You can run the this with the provided example files using the following command ./bin/batch_process_destinations.rb example/taxonomy.xml example/destinations.xml example/output

Testing

Tests are written in rspec and are located in ./spec and can be ran with bundle exec rspec spec

Performance

Without a full data set it was hard to get an accurate assessment of the end performance of this program. That being said some basic profiling was done and a projection was done on based on a linear progression (i.e 30000 records will take roughly the same time as processing 24 records 1250 times). Whilst the linear progression is not accurate it does give a ball park indication on how it will perform under stress.

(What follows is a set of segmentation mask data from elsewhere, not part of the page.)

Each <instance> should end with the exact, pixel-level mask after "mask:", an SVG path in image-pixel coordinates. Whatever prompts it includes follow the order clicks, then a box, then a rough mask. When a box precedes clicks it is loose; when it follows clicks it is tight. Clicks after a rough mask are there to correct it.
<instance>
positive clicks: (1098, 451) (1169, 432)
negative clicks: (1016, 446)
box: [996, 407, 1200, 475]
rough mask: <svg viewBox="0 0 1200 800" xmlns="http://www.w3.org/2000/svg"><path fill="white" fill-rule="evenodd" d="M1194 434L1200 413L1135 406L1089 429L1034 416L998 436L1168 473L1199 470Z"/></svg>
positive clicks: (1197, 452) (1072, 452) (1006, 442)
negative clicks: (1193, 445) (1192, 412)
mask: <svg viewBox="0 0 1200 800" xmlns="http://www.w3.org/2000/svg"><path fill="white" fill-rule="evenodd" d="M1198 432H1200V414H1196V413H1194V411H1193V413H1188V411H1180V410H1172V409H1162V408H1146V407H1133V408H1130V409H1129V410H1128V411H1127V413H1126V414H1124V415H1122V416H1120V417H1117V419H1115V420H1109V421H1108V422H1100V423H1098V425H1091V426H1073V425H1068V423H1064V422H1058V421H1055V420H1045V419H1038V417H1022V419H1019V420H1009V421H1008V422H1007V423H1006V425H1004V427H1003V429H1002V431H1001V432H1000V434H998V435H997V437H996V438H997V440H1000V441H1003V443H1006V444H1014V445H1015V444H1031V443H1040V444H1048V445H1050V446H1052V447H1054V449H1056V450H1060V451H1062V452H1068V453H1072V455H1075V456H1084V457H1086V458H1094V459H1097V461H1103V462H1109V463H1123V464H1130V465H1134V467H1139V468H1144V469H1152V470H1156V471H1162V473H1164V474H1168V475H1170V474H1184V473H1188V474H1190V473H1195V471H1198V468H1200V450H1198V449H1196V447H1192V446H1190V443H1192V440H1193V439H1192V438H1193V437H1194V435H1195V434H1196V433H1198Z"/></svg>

Processing the 24 records 1250 times finished in roughly 80 seconds. After running this with a profiler (ruby-prof), it was discovered that most of the bottle neck was in Nokogiri. A lot of the enumeration methods seemed to be fair less efficient than the standard ruby counterparts. The Node access methods were also reasonable slow. This could be improved by using a SAX parser. This would be more efficient from a memory perspective as well as a computational one as it would generate the relevant objects on the fly rather than parsing them from a document. That being said it would also have greater readability, complexity and maintainability costs than the current solution. Assuming this task is not going to be run hugely frequently (i.e once every 10 minutes), which seemed like a reasonable assumption given the nature of the task, a slightly slower, more memory intensive but simpler, more readable and maintainable solution seemed the better way to go.